TITUS. – Allons, drôle, approche: ne fais plus de difficulté; mais donne tes pigeons à l'empereur. Par moi, tu obtiendras de lui justice. – Arrête, arrête! – En attendant, voilà de l'argent pour ta commission. – Donnez-moi une plume et de l'encre. – L'ami, peux-tu remettre une supplique avec grâce?

LE PAYSAN, – Oui, monsieur.

TITUS. – Eh bien, voilà une supplique pour toi. Et quand tu seras introduit près de l'empereur, dès le premier abord il faut te prosterner; ensuite lui baiser les pieds; et alors remets-lui tes pigeons, et alors attends ta récompense. Je serai tout près, l'ami: vois à t'acquitter bravement de ce message.

LE PAYSAN. – Oh! je vous le garantis, monsieur: laissez-moi faire.

TITUS. – Dis, as-tu un couteau? Voyons-le. – Marcus, plie-le dans la harangue: car tu l'as faite sur le ton d'un humble suppliant. – Et lorsque tu l'auras donnée à l'empereur, reviens frapper à ma porte, et dis-moi ce qu'il t'aura dit.

LE PAYSAN. – Dieu soit avec vous, monsieur! Je le ferai.

TITUS. – Venez, Marcus, allons. – Publius, suis-moi.

(Ils sortent.)

SCÈNE IV

La scène est devant le palais
Entrent SATURNINUS, TAMORA, CHIRON, DÉMÉTRIUS, seigneurs et autres. Saturninus porte à la main les flèches lancées par Titus

SATURNINUS. – Que dites-vous, seigneurs, de ces outrages? A-t-on jamais vu un empereur de Rome insulté, dérangé et bravé ainsi en face, et traité avec ce mépris pour avoir déployé une justice impartiale?
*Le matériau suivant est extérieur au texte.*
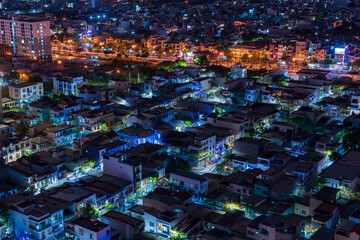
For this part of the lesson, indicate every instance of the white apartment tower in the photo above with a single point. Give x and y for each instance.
(28, 36)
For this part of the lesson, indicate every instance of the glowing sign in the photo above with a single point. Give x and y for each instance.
(340, 51)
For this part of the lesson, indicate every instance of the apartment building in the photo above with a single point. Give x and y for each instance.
(26, 92)
(189, 180)
(28, 36)
(36, 221)
(68, 85)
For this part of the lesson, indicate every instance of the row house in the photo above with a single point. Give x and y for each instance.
(90, 121)
(26, 92)
(14, 147)
(37, 221)
(61, 134)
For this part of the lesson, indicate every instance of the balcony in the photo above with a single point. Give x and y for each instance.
(39, 227)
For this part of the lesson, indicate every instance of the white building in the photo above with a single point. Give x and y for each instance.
(26, 92)
(238, 71)
(88, 229)
(36, 221)
(161, 223)
(61, 134)
(118, 166)
(355, 105)
(204, 145)
(28, 36)
(68, 85)
(190, 180)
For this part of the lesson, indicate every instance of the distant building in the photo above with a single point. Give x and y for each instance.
(28, 36)
(68, 85)
(86, 228)
(26, 92)
(189, 180)
(238, 71)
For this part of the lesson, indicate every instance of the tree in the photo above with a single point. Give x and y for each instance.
(220, 168)
(92, 212)
(357, 63)
(104, 127)
(280, 80)
(35, 78)
(286, 58)
(4, 213)
(351, 141)
(245, 57)
(317, 182)
(177, 163)
(71, 237)
(177, 235)
(305, 124)
(91, 163)
(201, 61)
(12, 77)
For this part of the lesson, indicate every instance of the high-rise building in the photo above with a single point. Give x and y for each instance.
(28, 36)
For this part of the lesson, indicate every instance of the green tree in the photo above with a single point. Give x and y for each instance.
(357, 63)
(280, 80)
(35, 78)
(351, 141)
(317, 182)
(91, 163)
(4, 213)
(177, 235)
(201, 61)
(104, 127)
(177, 163)
(71, 237)
(92, 212)
(304, 124)
(12, 77)
(220, 168)
(245, 57)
Vous le savez, seigneurs, aussi bien que les dieux puissants; quelques calomnies que les perturbateurs de notre paix murmurent à l'oreille du peuple, il ne s'est rien fait que de l'aveu des lois contre les fils téméraires du vieil Andronicus. Et parce que ses chagrins ont troublé sa raison, faudra-t-il que nous soyons ainsi persécutés de ses vengeances, de ses accès de frénésie, et de ses insultes amères? Le voilà maintenant qui appelle le ciel pour le venger. Voyez, voici une lettre à Jupiter, une autre à Mercure; celle-ci à Apollon; celle-là au dieu de la guerre. De jolis écrits à voir voler dans les rues de Rome! Quel est le but de ceci, si ce n'est de diffamer le sénat et de nous flétrir en tous lieux du reproche d'injustice? N'est-ce pas là une agréable folie, seigneurs? Comme s'il voulait dire qu'il n'y a point de justice à Rome. Mais si je vis, sa feinte démence ne servira pas de protection à ces outrages. Lui et les siens apprendront que la justice respire dans Saturninus; et si elle sommeille, il la réveillera si bien, que dans sa fureur elle fera disparaître le plus impudent des conspirateurs qui soient en vie.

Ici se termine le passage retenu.